1862 treaty between Montenegro and the Ottomans

The Convention of Scutari (Modern Turkish: İşkodra Barışı) was a treaty signed between the Ottoman Empire and the Principality of Montenegro on 31 August 1862.

== Background ==

The Principality of Montenegro was not recognized state by the Ottoman Empire. During the first half of the 19th century the Ottoman dominance was weakened and Nikola I, the prince of Montenegro, felt free to support a rebellion in the neighbouring Ottoman province of Herzegovina. Ottoman general Ömer Pasha, who was in charge of suppressing the rebellion, defeated the rebels and marched towards Cetinje (then the capital of Montenegro) .

== The treaty ==

The treaty was signed in Scutari in Ottoman Empire (present-day Shkodër, Albania) after Montenegro sued for peace.
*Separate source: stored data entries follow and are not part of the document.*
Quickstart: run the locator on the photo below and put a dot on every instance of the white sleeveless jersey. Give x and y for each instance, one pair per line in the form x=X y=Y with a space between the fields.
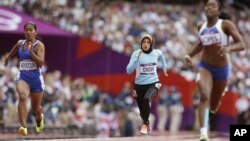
x=213 y=35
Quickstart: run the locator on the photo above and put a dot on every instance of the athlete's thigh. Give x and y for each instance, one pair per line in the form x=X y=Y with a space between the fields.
x=22 y=87
x=205 y=82
x=36 y=99
x=218 y=89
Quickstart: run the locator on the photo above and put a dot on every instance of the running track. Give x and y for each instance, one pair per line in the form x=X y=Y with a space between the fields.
x=180 y=136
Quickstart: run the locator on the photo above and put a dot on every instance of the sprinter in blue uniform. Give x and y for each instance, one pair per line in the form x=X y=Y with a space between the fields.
x=29 y=80
x=213 y=69
x=147 y=84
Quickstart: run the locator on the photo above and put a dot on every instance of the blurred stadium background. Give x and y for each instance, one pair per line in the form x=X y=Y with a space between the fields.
x=88 y=45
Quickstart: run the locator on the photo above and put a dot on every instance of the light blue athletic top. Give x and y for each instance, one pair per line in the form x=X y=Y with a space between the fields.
x=146 y=66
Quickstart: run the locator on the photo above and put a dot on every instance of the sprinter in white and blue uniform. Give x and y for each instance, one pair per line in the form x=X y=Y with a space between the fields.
x=147 y=83
x=213 y=69
x=30 y=81
x=30 y=72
The terms were:
1. Vassal status of Montenegro (as well as province borderline) was ratified
2. Mirko Petrović-Njegoš, Nikola's father who had fought against Ottomans was deported
3. Weapon import to Montenegro was banned
4. The provincial borderline between Montenegro and Herzegovina was put under Ottoman military control

== Aftermath ==
Montenegro became independent by the Treaty of Berlin signed after the Russo-Turkish War of 1877–1878.